Then the auxiliary graph $\Gamma(G, H, \alpha)$ has vertex set $V(G) \cupdot V(H)$,
 edge set $E(G) \cupdot E(H) \cupdot E(\alpha)$ where $E(\alpha) := \{x \alpha(x)|x \in V (G)\}$,
 vertex labels $(a_G(x), 1)$ for $x \in V(G)$ and $(a_H(x), 2)$ for $x \in V(H)$ and edge labels
 $b(e) = b_G(e)$ if $e \in E(G)$, $b(e) = b_H(e)$ if $e \in E(H)$, and $b(e) =$ * with *
distinct from the edge labels in $G$ and $H$, if $e \in E(\alpha)$.\\

\textbf{Definition:} Let $\alpha$ : $V(G) \rightarrow V(H)$ be an an atom map. Then $\Upsilon(G, H, \alpha)$
is the \textbf{imaginary transition state graph} with vertex set $V(G)$, vertex labels $a_\Upsilon (x) = a_G (x)$ for all
$x \in V(G)$, and edges $xy \in E(G)$ if and only if $xy \in G$ or $\alpha(x)\alpha(y) \in E(H)$,
and tuple edge labels

$$
b(xy) := \begin{cases}
(b (xy), b_H(\alpha(x)\alpha(y))) & if xy \in E(G) \text{ and }\alpha(x)\alpha(y) \in E(H) \\
(b_G(xy), \text{ * } ) & if xy \in E(G) \text{ and } \alpha(x)\alpha(y) \notin E(H) \\
(\text{ * } , b_H(\alpha(x)\alpha(y)))  & if xy \notin E(G) \text{ and } \alpha(x)\alpha(y) \in E(H)
\end{cases}
$$

\begin{figure}[htp]
  \centering
  \includegraphics[width=0.6\linewidth]{images/ITS_example.png}
  \caption{\emph{From reaction to imaginary transition states:}
  Atom maps and their equivalent graphs. Top: reaction of
  the L-aspartate to fumarate and NH4+. Below,
  the chemically correct atom map $\alpha$ is shown, using dotted
  lines to connect corresponding atom. For simplicity of the
  presentation, the ammonium hydrogens are also suppresses
  in the auxiliary graphs below. $\Gamma (G, H, \alpha)$ is shown
  with vertices and edges of $G$ in gray, vertices and edges of $H$ in black,
  and the matching $E(\alpha)$ as dotted lines. In $\Upsilon(G, H, \alpha)$,
  vertices and edges with the same label in both G and H are
  drawn as full lines, while ``reaction edges'' are shown as dotted lines
  annotated by the corresponding label pairs: (=, -)
  denotes a change from a double bond to a single bond and
  (-, *) denotes the breaking of the single bond}
  \label{fig:its}
\end{figure}

As an important result, two atom maps $\alpha$ and $\beta$ are identical if an only if their corresponding ITS graphs $\Upsilon(G, H, \alpha)$ and $\Upsilon(G, H, \beta)$ are isomorphic. \\

The mechanism of a reaction is encoded by its \textbf{reaction center}, defined as the set of bonds changed between reactants and product side including respective adjacent atoms.
In an ITS graph, the reaction center is exactly the subgraph induced by the set of edges with divergent labels in the tuple.
The same chemical mechanism may appear in multiple different reactions. Although reactants and/or product compounds differ, the reaction center is constant for each mechanism. Accordingly, in order to test if two reactions use the same mechanism, and thereby belong to the same reaction class, we proceed as follows: First compute the ITS graphs of both reactions and extract the reaction centers. If the reaction centers are isomorphic, they use the same mechanism.

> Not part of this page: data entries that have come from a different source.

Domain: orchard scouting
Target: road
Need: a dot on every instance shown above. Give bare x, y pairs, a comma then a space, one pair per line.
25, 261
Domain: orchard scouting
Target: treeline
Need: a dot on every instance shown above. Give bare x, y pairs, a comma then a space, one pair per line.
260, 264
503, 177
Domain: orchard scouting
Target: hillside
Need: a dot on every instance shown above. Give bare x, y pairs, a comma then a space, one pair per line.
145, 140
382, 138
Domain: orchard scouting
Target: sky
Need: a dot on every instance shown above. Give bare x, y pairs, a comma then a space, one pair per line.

In the computer lab course we want to classify reactions from the USPTO database using this procedure. The goal of this course is to test methods for the effective and fast clustering of reactions. Here, clustering does not denote a grouping by distance, but rather by identity. Overall we want to solve the following task:\\
Given a set of reactions $R$, each represented by an ITS graph, compute a partition $Q_1, Q_2, \ldots, Q_N$ of unknown length $N$, such that $\bigcup\limits_i Q_i = R$ and $Q_i \cap Q_j = \emptyset$ if $i \neq j$. After the lab course, we aim to apply the implementation to a database of 10 million reactions. Clustering therefore has to be particularly fast!\\

\FloatBarrier

\section{Workpackages}\label{sec:workpackage}

\subsection{WP0}

\begin{itemize}
  \item Familiarize yourself with the definitions presented in this project description.
  \item Download the dataset from the \textit{moodle} course.
  \item For your convenience we recommend using our Python in house library SynUtils: \url{https://github.com/TieuLongPhan/SynUtils}
  \item We used the python pickle package for data preparation: \url{https://docs.python.org/3/library/pickle.html}
  \item Graph representations are based on NetworkX: \url{https://networkx.org/documentation/stable/index.html}
\end{itemize}

\subsection{WP1}

\begin{itemize}
\item Load and pre-process the provided data.
    \begin{itemize}
	\item Data is packed as Python Pickle.
	\item Reactions are given as a Python List of Dicts with following entries:
	     \begin{itemize}
	        \item \textbf{'R-id'} : ID of the USPTO database
	        \item \textbf{'class'} : USPTO database classification
	        \item \textbf{'ITS'} : NetworkX representation of the ITS Graph
		 \end{itemize}
    \item NetworkX graphs contain the following properties.
    		\begin{itemize}
    		    \item \textit{Edge:}
    		    \item[] \textbf{'order'}: tuple of bond counts for reactant and product for this edge
    		    \item[] \textbf{'standard\_order'}: difference of bond counts between reactant and product for this edge
    		    \item  \textit{Node:}
    		    \item[] \textbf{'charge'}: electric charge of the atom
    		    \item[] \textbf{'hcount'}: number of connected hydrogens
    		    \item[] \textbf{'aromatic'}: True if atom is in an aromatic ring
    		    \item[] \textbf{'element'}: String representation of the atom symbol
    		\end{itemize}
    \item Extract the reaction centers for each ITS. This is the induced subgraph of all edges with 'standard\_order' $\neq$ 0.
	\end{itemize}
\item Build up functions to print and/or plot reactions for manual tests later on.

\item \textbf{Hints:}\\
Loading data:
\begin{lstlisting}[language=Python]
# using only pickle
import pickle
import networkx as nx

with open('ITS_graphs.pkl.gz', 'rb') as f:
   data = pickle.load(f)

# using SynUtils
from synutility.SynIO.data_type import load_from_pickle

data = load_from_pickle("Data/ITS_graphs.pkl.gz")
\end{lstlisting}

Extracting reaction center and plotting using SynUtils:
\begin{lstlisting}[language=Python]
from src.rc_extract import get_rc
reaction_center = get_rc(data[0]['ITS'])

from synutility.SynVis.graph_visualizer import GraphVisualizer
import matplotlib.pyplot as plt
fig, ax = plt.subplots(2, 1, figsize = (15,10))
vis = GraphVisualizer()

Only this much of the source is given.